8. DEVELOP A GLOBAL PARTNERSHIP FOR DEVELOPMENT
Effective progress towards the achievement of the MDGs will, to a large extent, be dependent on a flourishing international partnership. For Lesotho to develop a global partnership for development, the improvement of financial management and restructuring of government revenues and expenditures is crucial as well as adjusting to the reduced levels of revenues from Southern African Customs Union revenue pool. The Government, in collaboration with development partners, is implementing the Public Sector Improvement and Reform Programme (PSIRP), the initial phase of which will cover improvement of the financial management, decentralization process and public service reform. The programme involves bilateral and multilateral agencies. Other measures which will contribute towards the attainment of this MDG include promoting sustainable investment and trade strategies, building on current preferential arrangements; diversifying exports away from a heavy reliance on garments and promoting exports to other SADC markets and the European Union. Diversification is critical to reduce economic dependency; mobilizing additional grant resources, and strengthening effectiveness and coordination of overseas development assistance. In addition, there will be a need to strengthen strategic economic relations with South Africa, to exploit the proximity of Lesotho to the largest and most advanced economy on the African continent, harmonizing tax systems, licensing, customs procedures, and regulatory frameworks.

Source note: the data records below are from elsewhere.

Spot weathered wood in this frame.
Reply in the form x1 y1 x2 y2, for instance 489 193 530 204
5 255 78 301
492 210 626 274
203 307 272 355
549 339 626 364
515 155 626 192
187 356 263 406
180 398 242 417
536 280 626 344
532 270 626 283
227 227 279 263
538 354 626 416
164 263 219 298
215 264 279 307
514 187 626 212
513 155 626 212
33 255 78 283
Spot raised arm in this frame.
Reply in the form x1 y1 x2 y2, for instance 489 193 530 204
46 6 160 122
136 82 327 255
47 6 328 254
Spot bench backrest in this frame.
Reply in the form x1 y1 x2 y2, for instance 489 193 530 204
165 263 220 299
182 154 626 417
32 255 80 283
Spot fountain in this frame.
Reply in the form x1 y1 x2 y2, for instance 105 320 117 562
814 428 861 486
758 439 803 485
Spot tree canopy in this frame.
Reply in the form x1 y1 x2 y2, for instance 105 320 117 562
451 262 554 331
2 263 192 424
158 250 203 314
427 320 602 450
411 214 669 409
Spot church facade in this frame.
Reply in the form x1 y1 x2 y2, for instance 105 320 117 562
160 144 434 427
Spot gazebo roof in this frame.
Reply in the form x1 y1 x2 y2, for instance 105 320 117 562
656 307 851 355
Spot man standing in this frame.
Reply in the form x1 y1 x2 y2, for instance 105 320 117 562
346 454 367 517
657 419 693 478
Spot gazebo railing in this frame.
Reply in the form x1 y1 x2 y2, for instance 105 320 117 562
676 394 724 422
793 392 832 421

Tapping international best practices in key strategic areas such as: Public Private Partnerships, Information and Communication Technology, tourism development, HIV and AIDS. The Government is exploring public-private partnerships with IFC as an option of replacing the existing referral hospital (Queen Elizabeth II Hospital). This will include strengthening national capacities to provide an enabling environment for private sector growth and strengthen linkages between FDI and the local economy, to maximise backward linkages and impact on sustainable human development. Government, together with development partners are planning to set up a unit that would gather and provide relevant information about business regulations in Lesotho. Due to complex business licensing procedures, Government will shift to registration system with areas identified as outside of private business activity. With regards to linkages between SMMEs and large-scale industry, it will work with industry groups to improve small business training and work with banks to improve SMME access to credit.